When the war started in 1939, she was 13. Early on, she watched the birth of the Hitler Youth movement. At first, only a few classmates participated, but as the war continued, most of the girls in her class had been seduced by the movement, she said.

She recalled the nightly air raids when British and American bombers pummeled Berlin. Her mother would wake her and walk her down into the basement. The whitewashed walls there were lit by only a naked light bulb hanging from a cord. The room was cold, and sometimes they would spend hours down there.

One night, she was terrified when she realized that some papers containing politically incorrect Nazi jokes were in her purse and she feared that if the bombs hit, the papers would be found and her family would be executed.

"I got the matches and I burned them in the stove," she said.

She recalled that when the war started, three crimes were punishable by death. By the end of the war, 43 crimes could result in execution. And justice was swift in wartime Berlin. If a person was convicted, the death sentence was implemented within 72 hours, she said.

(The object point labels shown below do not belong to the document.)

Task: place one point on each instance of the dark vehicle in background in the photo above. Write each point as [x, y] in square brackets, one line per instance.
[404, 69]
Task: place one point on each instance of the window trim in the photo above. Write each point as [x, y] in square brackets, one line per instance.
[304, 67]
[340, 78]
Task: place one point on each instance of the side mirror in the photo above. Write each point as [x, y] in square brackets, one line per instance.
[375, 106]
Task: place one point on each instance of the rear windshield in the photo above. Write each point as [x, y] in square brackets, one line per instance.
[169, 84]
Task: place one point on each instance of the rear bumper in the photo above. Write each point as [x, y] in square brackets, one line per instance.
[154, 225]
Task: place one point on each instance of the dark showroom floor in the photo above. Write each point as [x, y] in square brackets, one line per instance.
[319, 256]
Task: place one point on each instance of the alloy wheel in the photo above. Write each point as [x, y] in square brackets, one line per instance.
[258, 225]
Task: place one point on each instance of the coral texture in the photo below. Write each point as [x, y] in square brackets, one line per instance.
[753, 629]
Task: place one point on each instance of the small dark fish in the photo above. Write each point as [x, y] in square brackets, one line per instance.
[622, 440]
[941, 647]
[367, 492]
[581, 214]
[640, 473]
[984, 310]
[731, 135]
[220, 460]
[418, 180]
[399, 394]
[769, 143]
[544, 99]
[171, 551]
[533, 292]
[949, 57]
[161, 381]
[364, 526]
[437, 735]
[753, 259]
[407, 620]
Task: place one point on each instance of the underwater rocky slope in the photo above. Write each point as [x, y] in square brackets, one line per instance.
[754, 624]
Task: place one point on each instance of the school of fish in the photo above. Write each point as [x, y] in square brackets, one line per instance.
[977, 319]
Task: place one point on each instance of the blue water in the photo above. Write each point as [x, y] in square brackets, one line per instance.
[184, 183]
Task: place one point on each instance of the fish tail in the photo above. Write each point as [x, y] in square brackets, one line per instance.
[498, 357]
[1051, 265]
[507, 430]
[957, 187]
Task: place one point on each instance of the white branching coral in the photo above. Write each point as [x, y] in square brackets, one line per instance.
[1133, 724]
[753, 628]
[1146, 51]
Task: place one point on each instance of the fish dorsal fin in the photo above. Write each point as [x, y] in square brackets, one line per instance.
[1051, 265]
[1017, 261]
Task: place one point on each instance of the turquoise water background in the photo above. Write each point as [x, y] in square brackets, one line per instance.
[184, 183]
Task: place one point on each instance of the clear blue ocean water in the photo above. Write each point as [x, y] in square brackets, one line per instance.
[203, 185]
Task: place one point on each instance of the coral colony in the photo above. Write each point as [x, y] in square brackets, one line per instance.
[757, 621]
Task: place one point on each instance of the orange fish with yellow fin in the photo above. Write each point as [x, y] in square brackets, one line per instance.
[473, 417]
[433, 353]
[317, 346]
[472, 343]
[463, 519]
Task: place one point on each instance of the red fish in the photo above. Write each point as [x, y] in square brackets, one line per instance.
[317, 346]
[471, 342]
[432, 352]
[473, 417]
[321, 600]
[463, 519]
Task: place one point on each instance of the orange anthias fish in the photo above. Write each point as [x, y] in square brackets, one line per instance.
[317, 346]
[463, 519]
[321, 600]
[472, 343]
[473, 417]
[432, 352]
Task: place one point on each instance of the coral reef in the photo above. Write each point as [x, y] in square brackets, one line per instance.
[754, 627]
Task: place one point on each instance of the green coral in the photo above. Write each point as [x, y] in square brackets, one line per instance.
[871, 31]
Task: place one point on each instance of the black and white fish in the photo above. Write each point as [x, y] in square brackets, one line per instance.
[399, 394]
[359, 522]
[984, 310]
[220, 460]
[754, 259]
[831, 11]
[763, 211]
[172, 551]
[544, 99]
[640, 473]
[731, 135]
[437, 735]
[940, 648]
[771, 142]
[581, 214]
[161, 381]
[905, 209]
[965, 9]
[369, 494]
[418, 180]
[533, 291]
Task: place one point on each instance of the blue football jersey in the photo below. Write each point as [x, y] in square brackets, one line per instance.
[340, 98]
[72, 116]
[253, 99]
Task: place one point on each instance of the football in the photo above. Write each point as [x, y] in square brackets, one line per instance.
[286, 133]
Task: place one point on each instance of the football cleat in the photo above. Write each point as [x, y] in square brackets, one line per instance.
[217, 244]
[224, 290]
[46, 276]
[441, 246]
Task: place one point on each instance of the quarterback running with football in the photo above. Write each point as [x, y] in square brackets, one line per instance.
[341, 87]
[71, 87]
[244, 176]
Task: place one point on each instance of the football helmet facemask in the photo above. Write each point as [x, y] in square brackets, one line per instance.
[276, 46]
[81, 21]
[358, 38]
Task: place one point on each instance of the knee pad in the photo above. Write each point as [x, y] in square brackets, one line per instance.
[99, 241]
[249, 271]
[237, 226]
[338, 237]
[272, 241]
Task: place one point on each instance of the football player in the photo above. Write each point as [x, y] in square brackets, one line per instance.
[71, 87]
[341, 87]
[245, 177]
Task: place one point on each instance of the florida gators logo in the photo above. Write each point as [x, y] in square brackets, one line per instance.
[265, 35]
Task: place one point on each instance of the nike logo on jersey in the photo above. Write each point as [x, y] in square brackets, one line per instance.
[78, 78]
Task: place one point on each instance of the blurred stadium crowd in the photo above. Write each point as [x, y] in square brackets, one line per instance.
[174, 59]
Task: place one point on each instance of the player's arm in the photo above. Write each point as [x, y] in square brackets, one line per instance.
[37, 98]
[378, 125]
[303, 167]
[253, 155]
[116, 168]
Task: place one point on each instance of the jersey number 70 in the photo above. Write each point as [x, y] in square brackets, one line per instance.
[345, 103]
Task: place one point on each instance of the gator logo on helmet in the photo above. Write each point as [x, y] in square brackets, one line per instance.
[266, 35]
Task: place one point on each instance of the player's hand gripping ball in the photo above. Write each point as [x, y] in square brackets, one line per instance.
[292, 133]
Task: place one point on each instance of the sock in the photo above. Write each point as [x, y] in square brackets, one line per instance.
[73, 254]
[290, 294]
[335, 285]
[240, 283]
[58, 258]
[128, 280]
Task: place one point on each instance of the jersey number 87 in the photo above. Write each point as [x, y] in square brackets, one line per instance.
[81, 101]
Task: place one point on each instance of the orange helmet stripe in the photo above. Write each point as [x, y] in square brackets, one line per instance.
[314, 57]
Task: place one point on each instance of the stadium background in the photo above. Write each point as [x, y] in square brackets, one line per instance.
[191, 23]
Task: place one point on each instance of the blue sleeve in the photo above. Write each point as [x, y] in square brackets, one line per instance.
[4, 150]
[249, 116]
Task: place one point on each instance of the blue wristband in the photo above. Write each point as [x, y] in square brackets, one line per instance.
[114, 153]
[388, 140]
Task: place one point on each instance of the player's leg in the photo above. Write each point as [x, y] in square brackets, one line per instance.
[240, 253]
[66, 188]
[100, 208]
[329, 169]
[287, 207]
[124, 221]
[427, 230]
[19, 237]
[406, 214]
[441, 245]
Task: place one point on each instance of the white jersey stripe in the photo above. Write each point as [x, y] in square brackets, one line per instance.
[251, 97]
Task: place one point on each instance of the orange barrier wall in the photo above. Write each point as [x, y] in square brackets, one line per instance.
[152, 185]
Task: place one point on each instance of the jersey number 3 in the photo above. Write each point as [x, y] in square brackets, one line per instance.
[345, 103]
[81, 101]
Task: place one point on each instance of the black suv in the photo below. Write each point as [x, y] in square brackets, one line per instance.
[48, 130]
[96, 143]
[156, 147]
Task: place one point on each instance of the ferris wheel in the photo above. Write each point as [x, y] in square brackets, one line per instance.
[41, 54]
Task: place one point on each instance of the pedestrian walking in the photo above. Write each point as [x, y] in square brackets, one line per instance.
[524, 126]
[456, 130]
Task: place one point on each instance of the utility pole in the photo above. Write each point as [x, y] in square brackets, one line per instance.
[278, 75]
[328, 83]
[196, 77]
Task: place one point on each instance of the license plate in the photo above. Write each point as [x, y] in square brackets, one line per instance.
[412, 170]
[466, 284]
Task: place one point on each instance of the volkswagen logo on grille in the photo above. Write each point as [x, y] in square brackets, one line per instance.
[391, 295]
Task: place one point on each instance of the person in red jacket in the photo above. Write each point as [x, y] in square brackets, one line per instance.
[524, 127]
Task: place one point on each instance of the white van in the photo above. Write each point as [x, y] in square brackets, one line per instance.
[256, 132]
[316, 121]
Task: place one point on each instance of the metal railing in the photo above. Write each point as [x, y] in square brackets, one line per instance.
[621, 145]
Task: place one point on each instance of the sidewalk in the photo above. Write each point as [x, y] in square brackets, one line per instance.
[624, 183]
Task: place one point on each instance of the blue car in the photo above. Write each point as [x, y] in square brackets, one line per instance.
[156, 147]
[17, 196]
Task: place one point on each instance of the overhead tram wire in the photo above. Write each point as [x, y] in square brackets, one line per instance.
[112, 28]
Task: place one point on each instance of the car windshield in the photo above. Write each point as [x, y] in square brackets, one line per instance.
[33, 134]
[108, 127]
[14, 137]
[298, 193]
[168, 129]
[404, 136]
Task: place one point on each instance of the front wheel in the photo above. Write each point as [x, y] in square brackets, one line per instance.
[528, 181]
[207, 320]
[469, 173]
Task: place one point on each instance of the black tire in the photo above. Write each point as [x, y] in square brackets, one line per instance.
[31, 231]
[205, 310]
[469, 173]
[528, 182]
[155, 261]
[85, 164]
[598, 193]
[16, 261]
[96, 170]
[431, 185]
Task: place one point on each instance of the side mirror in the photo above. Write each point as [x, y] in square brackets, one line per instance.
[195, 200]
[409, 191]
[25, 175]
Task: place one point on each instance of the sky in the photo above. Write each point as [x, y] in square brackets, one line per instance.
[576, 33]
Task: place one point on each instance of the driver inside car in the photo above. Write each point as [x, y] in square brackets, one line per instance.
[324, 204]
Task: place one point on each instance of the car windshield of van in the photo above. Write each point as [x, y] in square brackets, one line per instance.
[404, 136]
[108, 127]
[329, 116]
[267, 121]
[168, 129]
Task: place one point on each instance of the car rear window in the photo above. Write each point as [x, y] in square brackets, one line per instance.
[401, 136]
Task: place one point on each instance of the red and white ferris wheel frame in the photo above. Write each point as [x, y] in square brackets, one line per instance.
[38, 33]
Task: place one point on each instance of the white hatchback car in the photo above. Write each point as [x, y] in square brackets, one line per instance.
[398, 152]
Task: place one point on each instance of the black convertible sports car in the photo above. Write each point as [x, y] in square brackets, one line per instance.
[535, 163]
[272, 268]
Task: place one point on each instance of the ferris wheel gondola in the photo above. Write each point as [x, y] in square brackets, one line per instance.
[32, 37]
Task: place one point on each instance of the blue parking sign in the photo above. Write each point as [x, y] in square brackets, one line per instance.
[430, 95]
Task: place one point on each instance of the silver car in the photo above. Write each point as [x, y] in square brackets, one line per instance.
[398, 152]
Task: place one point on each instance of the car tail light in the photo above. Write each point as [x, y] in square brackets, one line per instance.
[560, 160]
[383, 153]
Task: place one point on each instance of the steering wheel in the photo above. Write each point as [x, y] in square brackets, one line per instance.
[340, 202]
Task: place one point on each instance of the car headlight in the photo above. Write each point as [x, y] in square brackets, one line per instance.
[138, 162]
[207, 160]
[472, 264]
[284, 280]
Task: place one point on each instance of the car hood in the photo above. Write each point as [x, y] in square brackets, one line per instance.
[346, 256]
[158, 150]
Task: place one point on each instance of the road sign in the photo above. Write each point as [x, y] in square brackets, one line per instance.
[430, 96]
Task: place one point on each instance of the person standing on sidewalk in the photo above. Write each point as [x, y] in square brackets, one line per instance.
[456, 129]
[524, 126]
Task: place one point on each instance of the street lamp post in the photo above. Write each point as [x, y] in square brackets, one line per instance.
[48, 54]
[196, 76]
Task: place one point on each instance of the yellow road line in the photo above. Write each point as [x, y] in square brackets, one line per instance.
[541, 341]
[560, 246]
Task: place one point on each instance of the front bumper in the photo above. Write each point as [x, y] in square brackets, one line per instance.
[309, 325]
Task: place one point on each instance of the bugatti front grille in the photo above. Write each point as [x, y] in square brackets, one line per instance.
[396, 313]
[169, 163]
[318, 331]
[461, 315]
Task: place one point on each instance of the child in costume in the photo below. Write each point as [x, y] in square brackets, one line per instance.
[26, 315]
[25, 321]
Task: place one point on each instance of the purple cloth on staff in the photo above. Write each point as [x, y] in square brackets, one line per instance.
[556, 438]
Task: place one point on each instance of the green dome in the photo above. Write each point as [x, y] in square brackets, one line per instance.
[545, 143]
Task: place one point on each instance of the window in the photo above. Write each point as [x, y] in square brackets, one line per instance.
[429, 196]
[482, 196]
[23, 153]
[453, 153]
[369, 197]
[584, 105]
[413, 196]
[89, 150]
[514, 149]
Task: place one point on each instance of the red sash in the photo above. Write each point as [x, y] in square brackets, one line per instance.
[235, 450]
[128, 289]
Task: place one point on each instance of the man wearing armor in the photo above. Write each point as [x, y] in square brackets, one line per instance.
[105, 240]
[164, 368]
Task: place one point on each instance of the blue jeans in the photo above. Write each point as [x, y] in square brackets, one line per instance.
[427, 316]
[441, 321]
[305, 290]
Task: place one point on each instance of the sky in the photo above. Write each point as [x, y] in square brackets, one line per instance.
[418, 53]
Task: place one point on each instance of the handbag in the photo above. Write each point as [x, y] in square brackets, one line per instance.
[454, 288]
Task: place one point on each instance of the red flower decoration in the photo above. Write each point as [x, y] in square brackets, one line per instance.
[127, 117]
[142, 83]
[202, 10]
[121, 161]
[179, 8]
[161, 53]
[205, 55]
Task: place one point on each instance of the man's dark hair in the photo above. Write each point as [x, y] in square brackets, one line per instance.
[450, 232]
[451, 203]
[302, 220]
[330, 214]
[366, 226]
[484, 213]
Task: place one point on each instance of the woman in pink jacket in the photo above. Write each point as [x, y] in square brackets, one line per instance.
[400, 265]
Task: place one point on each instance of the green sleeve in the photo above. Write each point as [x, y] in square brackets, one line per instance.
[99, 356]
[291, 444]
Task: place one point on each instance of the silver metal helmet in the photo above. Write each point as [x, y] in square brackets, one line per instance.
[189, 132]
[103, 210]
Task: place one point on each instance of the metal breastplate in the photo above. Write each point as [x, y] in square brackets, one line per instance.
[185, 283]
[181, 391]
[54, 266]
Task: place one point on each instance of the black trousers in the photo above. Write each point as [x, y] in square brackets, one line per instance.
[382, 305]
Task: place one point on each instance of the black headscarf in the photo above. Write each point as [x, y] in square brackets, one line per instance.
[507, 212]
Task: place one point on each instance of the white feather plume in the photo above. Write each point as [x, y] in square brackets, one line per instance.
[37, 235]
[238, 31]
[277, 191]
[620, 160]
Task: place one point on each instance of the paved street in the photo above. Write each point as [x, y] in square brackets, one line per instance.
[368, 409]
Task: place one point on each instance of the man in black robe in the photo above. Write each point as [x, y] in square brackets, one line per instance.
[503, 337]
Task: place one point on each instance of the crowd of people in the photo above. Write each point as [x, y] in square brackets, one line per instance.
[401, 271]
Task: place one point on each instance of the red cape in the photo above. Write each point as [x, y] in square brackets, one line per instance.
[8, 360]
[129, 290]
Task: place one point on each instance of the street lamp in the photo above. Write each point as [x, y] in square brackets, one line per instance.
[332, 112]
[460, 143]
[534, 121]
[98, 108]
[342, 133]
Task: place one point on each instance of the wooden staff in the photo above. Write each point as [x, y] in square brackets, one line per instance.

After the war, she worked as an interpreter for the Royal Air Force War Crimes Section. She told a story of an arrogant SS officer who had killed a British lieutenant prisoner of war at the end of the war.

Ms. McBride helped translate his confession. She said she felt justice was served when the German officer was put to death.

She emigrated first to England and then came to the United States in 1957. She now lives in Carlisle, Cumberland County.

Mr. Lucot, of Cranberry, begged Ms. McBride to lecture here after hearing her stories at another event. Much of the audience was made up of Seneca Valley students.

He reflected on what he wanted students and adults alike to get from listening to Ms. McBride.

"I hope they saw the civilian side of it," he said of the students. "I want them to understand [Germany was] a democracy, Hitler got elected in a democratic environment and that constitution got annihilated."

Nancy Larocca, of Cranberry, came to hear the speaker but also to get some information about items that her uncle brought to this country after visiting Germany in the 1930s. In addition to what she believes is a Nazi armband, she had what looked like small German postcards, two of them bearing pictures of Hitler. Ms. McBride was able to tell her that the pictures came in packs of cigarettes and could be placed into a book as a kind of a collectors set.

Mrs. Larocca found the talk informative.

"I learned more about the citizens. She was not a Nazi. We grew up thinking everyone was either Jewish or a Nazi. It was very enlightening to get a different perspective of life for a non-Nazi in Berlin," she said.

"There were lots of people who didn't like it," Ms. McBride said. "People must safeguard their rights and their freedom."

Ed Kinter, of Portersville, is an 82-year-old WWII veteran who came to hear a different point of view about the war.

"I though it would be interesting to come down and hear what happened from the other side," he said.

Mr. Kinter was in the Merchant Marines, serving in the Atlantic, Pacific and Indian oceans. He was wounded and spent V-E Day, the day Germany's surrender was announced, in a Pittsburgh hospital. He returned to service and was in Norway for V-J Day, the day of the Allied forces' victory over Japan.

"The best day was when it was over," he said.